Alphonsine Kamvanya a volunteer at a Child Friendly Space in Kasai.

Fighting malnutrition at Child Friendly Spaces in Kasai Central, DRC

It is almost 11 o’clock in the morning and the number of children making their way to a Child Friendly Space in one of the rural communities in Kasai, Democratic Republic of Congo, quickly surges. Porridge will soon be shared and none of the children wants to lag.  

“Malukhai Mama Alphonsine?” How are you Mama Alphonsine? A young girl, between 4 and 5 years, signals her arrival. Smiling, Alphonsine, a volunteer at the Child Friendly Space, waves at the girl as she proceeds to join her friends who are sitting on mats laid outside a small kitchen. 

“Hunger, nothing else but hunger is what is propelling these children to come in such large numbers,” explains Alphonsine Kamvanya, who started working at the space in October 2017. 

Children at a Child Friendly Space in Kasai eating porridge.


More than 100 children between the ages of two and 15 have arrived this morning and pockets of them keep coming. Among them are children who look thin and very weak; children with protruding bellies and wasted arms and legs. This is a sure sign of poor nutrition. 

34-year-old Elizabeth Mbofo, who arrived a bit earlier with her two-year-old son, Fwamba, tells me that the hunger situation in the area is getting worse each day. Elizabeth says she is worried by the poor health of her child who risks dying from hunger.  

“I am always concerned about the health of my child. It keeps deteriorating each day.

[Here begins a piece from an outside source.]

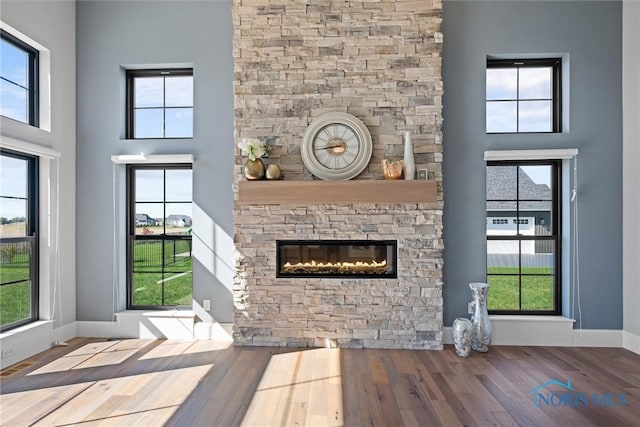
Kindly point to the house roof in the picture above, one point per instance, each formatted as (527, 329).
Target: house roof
(502, 184)
(178, 217)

Most of the time, he cries for food but I have nothing at home to offer him,” explains Elizabeth who for weeks now has been relying on the Child Friendly Space to get her child fed. “It pains me as a mother to see my son suffering.” 

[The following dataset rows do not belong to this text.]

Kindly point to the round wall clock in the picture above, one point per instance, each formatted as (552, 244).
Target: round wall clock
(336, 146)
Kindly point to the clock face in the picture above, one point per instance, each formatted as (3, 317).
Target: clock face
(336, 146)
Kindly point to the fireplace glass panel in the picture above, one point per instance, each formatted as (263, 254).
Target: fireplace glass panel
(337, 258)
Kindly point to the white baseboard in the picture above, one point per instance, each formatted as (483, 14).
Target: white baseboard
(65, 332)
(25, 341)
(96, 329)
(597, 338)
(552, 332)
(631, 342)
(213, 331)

When the war broke out in Kasai, Elizabeth and her children fled into the bush. The family survived on water, wild fruits and leaves during the two months they spent hiding. 

Elizabeth Mbofo, 34, a mother from Kasai in Democratic Republic of Congo and her two year old son, Fwamba. Elizabeth is concerned that her child might die from malnutrition.

“Life was unbearable. We were bitten by mosquitoes and my children were getting sick often. It was not easy to find food,” explains Elizabeth, who also lost her husband in early 2017 and now takes care of their three children on her own. 

Elizabeth and her children returned after peace came to their area. The family was shocked to discover that their house was completely looted and nothing was left. They had to start from scratch. “I lost everything and I don’t know where to start.” 

As one way of helping children and families that have been affected by war, World Vision has been working with a local organisation called Cooperative Reveil de Kananga and community members in Kasai to set up six Child Friendly Spaces. 

The Child Friendly Spaces are providing children the opportunity to engage in activities like sports, singing and drawing. The Child Friendly Spaces also provide psychosocial support and extracurricular activities to allow children to heal from conflict trauma and help them catch up on some of the things they missed from school. 

In response to high levels of malnutrition, some of the centres have also started providing porridge to the children.

“Through World Vision support, we are able to purchase flour which we use to cook porridge for the children. The porridge is highly nutritious as it contains soy beans, groundnuts and other micronutrients," Alphonsine explains. 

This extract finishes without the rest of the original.